1. "ben çok seyahat ettim, dünyayı avucumun içinde çevirdim ve bir şeyi iyice anladım. insanı en mutlu eden şey, ihtiyaçlarıyla varlıkları arasında bir denge bulunmasıdır. bütün sorun, bu dengenin nasıl sağlanacağı. insan bunu belki varlıklarını yükseltip ihtiyaçlarının düzeyine çıkararak yapabilir. ama bu budalalık olur. bunu yapmak, arada bir sürü doğa dışı şeyler yapmayı gerektirir. pazarlık etmek gibi, çalışmak gibi, çabalamak gibi. öyleyse? öyleyse akıllı bir adam dengeyi, ihtiyaçlarını azaltarak, yani onları varlıklarının düzeyine indirerek sağlar. bunu yapmanın da en iyi yolu, bedava olan şeylerin değerini bilmektir. dağların, kahkahanın, şiirin, bir dostun verdiği şarabın, yaşlı ve şişman kadınların, bakın bana! ben elimdekilerle mutlu olmayı çok iyi bilen biriyim. bütün mesele elimdekileri yeteri kadar çoğaltmak"

    shibumi-trevanian
  2. "apartmanın girişindeki lambayı sen mi kırdın bülent?"
    "hangisini?"
    "otomatik yanan, sensorlu lamba"
    "hayır"
    "komşu görmüş yalan söyleme. süpürge sapıyla kırmışsın dün gece"
    önüme baktım
    "neden kırdın?"
    cevap yok
    "hasta mısın evladım? söyle bana, neyin var, neden kırdın lambayı, yapma böyle..."
    "kırdımsa kırdım, ne olacak! çok mu değerliymiş?"
    "lamba senden değerli mi evladım ... sen değerlisin benim için"
    "beni görünce yanmıyordu baba."
    "nasıl ya?"
    "görmezden geliyordu, yanmıyordu. kaç sefer yok saydı beni"
    "e beni görünce de, yanmıyordu bazen, böyle el sallayacaksın havaya doğru, o zaman yanıyor."
    "hadi ya! sahiden mi?"
    "evet ucuzundan takmışlar. bizimle bir alakası yok."
    babama sarıldım. yıllar sonra.

    erken kaybedenler - emrah serbes
  3. "love doesn't just sit there, like a stone, it has to be made, like bread; remade all the time, made new.”
    ursula k. le guin, the lathe of heaven
  4. korku yüreksiz bir insanın nefreti, nefret de cesur bir insanın korkusudur.

    suskunlar
  5. senin buraya gelmenin sebebi sadece bizim gel dememiz değil, ayrıca onlarn sana git demeleri. hiç kimseye 'kötüdür' deme. aslında onlar, bilmeden iyilik eden insanlardır.

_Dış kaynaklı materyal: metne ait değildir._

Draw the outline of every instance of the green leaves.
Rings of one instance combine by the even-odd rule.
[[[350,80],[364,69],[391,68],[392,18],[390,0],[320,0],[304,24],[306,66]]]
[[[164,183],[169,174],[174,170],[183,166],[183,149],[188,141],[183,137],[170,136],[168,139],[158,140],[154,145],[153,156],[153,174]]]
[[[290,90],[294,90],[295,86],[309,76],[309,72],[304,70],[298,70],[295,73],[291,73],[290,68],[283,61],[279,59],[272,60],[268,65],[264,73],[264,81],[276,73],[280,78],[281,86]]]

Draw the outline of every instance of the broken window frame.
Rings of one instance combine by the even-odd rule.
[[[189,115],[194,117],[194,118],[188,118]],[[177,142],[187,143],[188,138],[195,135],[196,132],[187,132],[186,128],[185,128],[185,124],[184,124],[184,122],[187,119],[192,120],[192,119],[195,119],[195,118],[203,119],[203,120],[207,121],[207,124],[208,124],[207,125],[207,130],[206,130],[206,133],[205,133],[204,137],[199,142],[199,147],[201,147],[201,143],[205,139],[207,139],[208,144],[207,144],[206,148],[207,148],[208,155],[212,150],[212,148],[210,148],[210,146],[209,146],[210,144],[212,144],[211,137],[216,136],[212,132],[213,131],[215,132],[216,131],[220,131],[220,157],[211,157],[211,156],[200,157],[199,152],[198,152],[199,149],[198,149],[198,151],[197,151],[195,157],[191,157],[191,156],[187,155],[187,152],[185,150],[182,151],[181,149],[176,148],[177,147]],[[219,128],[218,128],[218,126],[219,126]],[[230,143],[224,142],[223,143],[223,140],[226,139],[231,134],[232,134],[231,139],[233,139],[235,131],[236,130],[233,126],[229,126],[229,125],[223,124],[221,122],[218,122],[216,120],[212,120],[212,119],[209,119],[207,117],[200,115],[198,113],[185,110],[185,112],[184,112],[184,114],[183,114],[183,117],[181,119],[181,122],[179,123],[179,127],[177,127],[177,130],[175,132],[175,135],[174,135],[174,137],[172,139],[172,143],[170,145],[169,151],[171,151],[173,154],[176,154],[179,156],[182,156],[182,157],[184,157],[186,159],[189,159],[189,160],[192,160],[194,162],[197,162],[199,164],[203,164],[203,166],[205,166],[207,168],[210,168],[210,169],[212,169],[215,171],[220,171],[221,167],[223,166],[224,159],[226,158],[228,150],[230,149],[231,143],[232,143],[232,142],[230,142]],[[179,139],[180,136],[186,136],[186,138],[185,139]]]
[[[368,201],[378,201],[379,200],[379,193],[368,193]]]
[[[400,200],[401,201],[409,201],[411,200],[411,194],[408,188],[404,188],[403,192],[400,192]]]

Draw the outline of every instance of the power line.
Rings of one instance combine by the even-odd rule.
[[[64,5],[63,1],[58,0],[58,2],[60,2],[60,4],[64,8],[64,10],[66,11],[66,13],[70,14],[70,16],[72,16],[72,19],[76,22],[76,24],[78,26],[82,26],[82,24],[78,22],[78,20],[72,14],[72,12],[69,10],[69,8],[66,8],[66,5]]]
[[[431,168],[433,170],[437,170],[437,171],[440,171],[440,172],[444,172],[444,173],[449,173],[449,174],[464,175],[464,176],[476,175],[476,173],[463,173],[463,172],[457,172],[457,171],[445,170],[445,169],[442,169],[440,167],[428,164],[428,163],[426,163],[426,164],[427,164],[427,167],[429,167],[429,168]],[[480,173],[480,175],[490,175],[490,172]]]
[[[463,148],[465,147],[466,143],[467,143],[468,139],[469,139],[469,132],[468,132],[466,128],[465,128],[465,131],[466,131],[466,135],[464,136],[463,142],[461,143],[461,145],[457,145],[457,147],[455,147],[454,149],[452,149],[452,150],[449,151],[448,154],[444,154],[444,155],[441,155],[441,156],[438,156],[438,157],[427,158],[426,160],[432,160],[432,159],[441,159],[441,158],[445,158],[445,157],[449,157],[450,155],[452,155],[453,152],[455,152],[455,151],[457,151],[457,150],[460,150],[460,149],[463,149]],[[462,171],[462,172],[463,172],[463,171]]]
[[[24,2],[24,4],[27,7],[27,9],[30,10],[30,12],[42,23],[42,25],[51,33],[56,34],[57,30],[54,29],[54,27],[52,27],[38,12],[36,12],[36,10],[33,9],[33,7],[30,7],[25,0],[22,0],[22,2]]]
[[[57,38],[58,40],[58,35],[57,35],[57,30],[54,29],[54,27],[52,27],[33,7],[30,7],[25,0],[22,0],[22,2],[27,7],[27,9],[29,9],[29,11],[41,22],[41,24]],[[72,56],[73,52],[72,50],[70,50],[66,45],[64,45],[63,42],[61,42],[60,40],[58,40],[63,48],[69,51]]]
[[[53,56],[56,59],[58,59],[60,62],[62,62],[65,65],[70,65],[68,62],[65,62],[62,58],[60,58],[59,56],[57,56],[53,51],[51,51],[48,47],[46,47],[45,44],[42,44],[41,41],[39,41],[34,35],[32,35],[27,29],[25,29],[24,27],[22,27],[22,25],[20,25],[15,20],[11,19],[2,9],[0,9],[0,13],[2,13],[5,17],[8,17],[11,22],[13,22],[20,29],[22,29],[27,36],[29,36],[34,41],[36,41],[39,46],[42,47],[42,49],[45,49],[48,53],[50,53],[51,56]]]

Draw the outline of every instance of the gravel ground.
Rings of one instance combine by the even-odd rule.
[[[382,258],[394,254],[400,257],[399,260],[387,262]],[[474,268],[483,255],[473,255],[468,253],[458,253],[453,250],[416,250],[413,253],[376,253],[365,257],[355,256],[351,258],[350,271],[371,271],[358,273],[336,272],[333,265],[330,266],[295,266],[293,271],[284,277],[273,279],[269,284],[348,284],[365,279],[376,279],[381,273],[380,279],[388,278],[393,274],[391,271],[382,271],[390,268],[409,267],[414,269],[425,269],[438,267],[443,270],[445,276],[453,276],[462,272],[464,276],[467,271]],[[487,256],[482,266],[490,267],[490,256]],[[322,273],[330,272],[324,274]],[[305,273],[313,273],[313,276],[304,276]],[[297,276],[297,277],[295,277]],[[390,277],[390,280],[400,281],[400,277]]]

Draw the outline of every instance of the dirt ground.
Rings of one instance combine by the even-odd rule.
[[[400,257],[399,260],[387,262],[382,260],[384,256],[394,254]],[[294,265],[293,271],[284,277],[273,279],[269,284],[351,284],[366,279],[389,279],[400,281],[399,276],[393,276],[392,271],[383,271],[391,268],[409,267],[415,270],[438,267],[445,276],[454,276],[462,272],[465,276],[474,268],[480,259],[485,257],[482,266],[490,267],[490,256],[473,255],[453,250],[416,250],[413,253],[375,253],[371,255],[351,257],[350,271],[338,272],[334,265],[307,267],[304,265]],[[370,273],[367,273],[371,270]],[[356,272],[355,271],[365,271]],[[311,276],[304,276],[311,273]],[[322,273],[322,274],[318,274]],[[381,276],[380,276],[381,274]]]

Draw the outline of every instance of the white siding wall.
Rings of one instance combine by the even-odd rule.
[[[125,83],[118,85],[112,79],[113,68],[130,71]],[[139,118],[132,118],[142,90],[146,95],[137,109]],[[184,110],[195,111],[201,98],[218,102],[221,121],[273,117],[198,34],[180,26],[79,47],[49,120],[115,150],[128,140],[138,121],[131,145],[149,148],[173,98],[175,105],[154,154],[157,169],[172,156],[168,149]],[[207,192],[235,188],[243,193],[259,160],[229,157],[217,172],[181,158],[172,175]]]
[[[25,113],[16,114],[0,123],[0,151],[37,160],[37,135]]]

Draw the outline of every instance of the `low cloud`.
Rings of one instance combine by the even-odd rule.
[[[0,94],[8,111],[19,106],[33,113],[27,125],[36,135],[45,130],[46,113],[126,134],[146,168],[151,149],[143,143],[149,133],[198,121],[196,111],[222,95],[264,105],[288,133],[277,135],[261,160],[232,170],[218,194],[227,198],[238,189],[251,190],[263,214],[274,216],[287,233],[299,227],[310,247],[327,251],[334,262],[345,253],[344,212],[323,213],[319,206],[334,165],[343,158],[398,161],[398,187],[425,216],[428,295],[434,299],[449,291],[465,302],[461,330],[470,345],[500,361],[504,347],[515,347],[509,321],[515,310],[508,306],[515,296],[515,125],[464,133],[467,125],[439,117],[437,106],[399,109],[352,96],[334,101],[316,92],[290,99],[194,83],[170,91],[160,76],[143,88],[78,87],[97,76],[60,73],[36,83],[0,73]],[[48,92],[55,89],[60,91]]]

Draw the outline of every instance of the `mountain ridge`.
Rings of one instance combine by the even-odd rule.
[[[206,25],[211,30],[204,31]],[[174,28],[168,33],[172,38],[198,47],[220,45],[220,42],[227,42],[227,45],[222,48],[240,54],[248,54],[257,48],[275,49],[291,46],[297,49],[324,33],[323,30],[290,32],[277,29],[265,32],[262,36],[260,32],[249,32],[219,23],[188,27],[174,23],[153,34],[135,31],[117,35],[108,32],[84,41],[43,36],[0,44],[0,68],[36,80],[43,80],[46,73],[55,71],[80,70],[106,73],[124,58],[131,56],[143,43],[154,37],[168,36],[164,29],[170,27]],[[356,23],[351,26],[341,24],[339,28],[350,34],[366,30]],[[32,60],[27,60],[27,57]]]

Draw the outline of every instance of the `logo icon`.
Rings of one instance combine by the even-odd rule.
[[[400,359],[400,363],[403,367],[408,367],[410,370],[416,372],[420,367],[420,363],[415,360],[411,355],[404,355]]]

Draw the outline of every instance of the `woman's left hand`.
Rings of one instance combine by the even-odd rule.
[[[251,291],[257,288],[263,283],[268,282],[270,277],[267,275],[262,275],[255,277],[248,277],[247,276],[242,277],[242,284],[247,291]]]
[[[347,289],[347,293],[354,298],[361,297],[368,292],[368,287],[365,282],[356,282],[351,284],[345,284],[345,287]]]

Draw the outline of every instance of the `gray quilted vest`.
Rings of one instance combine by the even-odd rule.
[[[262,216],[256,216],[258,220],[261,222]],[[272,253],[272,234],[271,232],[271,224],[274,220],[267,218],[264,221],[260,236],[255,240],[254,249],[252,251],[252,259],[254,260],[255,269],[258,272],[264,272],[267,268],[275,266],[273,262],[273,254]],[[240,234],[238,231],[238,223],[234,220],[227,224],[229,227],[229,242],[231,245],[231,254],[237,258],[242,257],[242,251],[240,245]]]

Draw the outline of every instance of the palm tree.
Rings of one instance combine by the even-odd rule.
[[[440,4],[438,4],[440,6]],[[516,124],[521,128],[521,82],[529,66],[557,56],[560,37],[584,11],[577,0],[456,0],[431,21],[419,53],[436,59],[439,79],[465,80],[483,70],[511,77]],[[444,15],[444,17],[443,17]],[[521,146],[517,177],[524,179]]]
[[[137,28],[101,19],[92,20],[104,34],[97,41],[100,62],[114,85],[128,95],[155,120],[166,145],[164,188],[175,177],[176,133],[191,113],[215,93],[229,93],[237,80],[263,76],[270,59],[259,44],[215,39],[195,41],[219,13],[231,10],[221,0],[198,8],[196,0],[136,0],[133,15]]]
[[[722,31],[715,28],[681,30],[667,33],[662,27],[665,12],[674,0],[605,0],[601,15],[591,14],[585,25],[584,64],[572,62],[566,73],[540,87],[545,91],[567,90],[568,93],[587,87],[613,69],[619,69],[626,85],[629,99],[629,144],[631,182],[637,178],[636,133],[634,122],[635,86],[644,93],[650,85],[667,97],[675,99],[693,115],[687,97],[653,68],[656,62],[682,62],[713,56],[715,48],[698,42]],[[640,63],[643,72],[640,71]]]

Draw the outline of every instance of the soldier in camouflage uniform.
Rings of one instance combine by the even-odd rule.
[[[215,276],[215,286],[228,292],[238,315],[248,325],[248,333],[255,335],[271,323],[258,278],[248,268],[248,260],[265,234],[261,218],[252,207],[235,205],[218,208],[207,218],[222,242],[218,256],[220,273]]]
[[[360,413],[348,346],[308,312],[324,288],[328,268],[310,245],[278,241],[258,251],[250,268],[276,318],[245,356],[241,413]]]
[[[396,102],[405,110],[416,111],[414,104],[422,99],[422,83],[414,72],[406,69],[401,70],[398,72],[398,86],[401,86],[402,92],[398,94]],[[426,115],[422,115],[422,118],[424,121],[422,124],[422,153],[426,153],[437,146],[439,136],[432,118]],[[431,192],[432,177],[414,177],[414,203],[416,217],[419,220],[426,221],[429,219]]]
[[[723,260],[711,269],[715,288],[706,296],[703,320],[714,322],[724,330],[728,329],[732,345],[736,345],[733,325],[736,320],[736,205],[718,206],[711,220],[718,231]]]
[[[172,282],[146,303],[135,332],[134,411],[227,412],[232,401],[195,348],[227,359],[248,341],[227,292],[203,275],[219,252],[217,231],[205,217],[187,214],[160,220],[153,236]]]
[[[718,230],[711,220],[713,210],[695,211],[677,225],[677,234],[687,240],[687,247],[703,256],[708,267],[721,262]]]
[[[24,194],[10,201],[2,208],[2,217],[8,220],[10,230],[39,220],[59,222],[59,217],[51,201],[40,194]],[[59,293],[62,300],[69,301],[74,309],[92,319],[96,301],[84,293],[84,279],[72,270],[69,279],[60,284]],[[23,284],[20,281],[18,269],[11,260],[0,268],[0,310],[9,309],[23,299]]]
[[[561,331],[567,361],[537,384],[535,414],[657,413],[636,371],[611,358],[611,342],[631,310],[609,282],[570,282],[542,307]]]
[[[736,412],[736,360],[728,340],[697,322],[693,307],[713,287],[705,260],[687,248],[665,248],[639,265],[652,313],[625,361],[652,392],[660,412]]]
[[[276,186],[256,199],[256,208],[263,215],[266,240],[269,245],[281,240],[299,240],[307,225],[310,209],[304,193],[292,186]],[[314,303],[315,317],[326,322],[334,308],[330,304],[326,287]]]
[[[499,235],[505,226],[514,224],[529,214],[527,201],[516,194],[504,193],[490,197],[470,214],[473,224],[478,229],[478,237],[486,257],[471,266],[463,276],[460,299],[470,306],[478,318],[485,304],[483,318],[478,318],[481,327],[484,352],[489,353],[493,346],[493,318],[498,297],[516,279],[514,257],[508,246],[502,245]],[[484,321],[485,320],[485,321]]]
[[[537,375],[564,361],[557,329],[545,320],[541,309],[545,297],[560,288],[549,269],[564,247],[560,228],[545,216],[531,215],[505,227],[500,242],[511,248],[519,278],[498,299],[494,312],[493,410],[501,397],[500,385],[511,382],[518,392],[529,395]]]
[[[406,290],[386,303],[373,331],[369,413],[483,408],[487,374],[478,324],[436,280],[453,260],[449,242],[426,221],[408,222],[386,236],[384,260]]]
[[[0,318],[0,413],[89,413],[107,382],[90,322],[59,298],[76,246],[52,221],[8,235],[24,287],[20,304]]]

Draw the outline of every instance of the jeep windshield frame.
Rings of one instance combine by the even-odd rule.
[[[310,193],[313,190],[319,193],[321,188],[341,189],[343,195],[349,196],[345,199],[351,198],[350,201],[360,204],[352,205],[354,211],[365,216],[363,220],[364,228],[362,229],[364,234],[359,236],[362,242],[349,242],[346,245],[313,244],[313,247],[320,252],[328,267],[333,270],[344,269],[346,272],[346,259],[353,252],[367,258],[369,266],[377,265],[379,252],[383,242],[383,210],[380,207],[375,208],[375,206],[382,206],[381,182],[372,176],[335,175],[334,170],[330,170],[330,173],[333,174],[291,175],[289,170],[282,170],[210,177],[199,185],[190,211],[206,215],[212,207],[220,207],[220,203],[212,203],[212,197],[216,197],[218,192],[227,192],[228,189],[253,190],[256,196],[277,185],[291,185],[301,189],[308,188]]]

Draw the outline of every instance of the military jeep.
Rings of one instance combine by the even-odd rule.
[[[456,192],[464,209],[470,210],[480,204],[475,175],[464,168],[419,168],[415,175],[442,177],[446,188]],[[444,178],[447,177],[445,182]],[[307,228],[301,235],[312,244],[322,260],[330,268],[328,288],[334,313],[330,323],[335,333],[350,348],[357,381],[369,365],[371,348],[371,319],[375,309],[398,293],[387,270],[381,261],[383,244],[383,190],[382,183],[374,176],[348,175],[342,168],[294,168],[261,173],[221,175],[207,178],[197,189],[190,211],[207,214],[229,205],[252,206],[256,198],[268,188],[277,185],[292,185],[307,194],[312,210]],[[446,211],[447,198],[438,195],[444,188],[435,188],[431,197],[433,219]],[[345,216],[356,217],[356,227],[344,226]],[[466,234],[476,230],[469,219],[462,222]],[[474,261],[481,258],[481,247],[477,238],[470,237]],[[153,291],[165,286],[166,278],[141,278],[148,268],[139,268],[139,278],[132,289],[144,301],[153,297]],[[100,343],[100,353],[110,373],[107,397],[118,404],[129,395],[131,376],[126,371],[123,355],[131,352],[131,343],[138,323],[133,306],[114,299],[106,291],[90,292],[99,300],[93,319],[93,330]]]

    suskunlar - ihsan oktay anar
  6. insan, çektiği ıstırap nispetinde zevk duyar: ne kadar acıkırsa yemekten, ne kadar yorulursa dinlenmekten, ne kadar ararsa bulmaktan o derece zevk alır. ihtiyaç ve ıstırapla muvaffakiyet ve saadet arasındaki bu riyazî tenasüp, bütün insanlar arasında tam ve ezelî bir müsavat temin etmiştir
  7. beni incitmek korkusunun kendisi için biraz da çirkin bir gurur olacağını bilmem ki anlamış mıydı? zira böyle bir korku, onun kendisine verdiği ehemmiyetin ve en fena hodbinliğin sahte bir âlicenaplık kisvesi altında meydana çıkması demekti.
  8. düşün ki her an ben değişiyorum, her an sen değişiyorsun, buna rağmen birbirimizi nasıl tanıyabiliyoruz? bu kaçan benliklerimizi birbirimizde aramak tecessüsü olmasaydı bir saniye konuşabilir miydik?

    peyami safa- bir tereddudun romani
  9. bütün rönesans bir şüpheden doğdu. bütün yeni felsefe zaferini descartes’ın şüphesine borçludur. fakat mücerret sahada zekânın evcini işaret eden bu şüphe ve tereddüt, amelî sahada ölümden başka bir şey değildir.